Wok-simmering is my go-to method for cooking eggplant. I like how the spongy flesh absorbs sauce and gets a tender, lightly chewy texture almost like soft braised meat. Many folks like to purge their eggplants by salting them and letting them rest before cooking them. I don't bother with this step, particularly not when using thing Chinese or Japanese eggplants, which basically have no bitterness whatsoever and thus don't need to be purged (even modern cultivars of globe eggplants have very little bitterness).
What I do do to them is par-cook them either by steaming in a bamboo steamer set over my wok, or (as is more frequently the case these days), by microwaving them until completely softened. Par-cooking not only gets them to cook more evenly, but it also speeds up the whole process. Rather than having to simmer for half an hour in the sauce until tender, with par-cooked eggplant the whole thing comes together in just a few minutes (even counting the 10 to 15 minutes it takes to par-cook, you're well in the green).
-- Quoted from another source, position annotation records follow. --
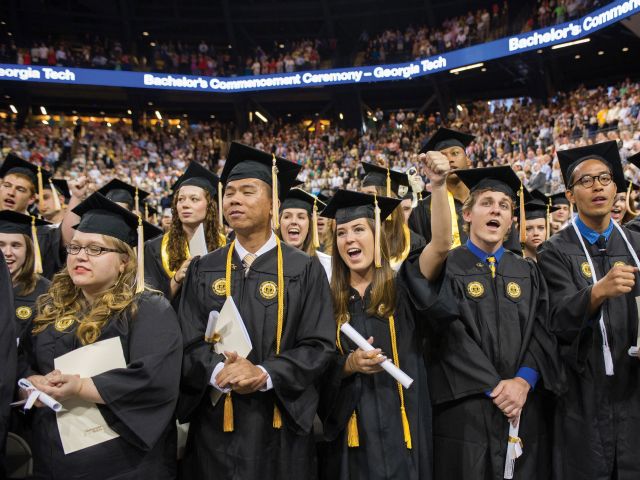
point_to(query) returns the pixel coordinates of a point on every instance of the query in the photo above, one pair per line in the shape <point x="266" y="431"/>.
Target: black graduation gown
<point x="420" y="222"/>
<point x="140" y="400"/>
<point x="154" y="273"/>
<point x="7" y="356"/>
<point x="599" y="417"/>
<point x="501" y="326"/>
<point x="382" y="453"/>
<point x="25" y="305"/>
<point x="51" y="250"/>
<point x="255" y="449"/>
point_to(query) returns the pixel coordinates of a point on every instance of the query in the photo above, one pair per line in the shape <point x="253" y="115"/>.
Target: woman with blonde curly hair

This means less time standing and stirring, less time waiting for dinner, and more time to move on to bigger and better concerns like what you're going to be eating the next day.
Braised Eggplant with Garlic Sauce is a classic Sichuan dish that combines soft simmered eggplant, fermented soy beans, and a sweet, garlicky sauce. For this version, I like to add a few tablespoons of chopped up preserved mustard root (you can find this canned or jarred in any good Chinese market—if not, you can omit it. Its role is largely textural) and incorporate the garlic in a couple of ways: first, by cooking whole smashed cloves in oil to infuse it with flavor (I discard the cooked whole cloves), as well as sliced thin and sauteed along with the other aromatics.
The sauce is a simple mix of Chinese wine, soy sauce, sugar, and fermented soybean paste (also available in Chinese markets). You can go with 100% eggplant if you'd like, but I like to add cubes of firm silken tofu (my tofu of choice for braising) to transform this into a one-pot-meal.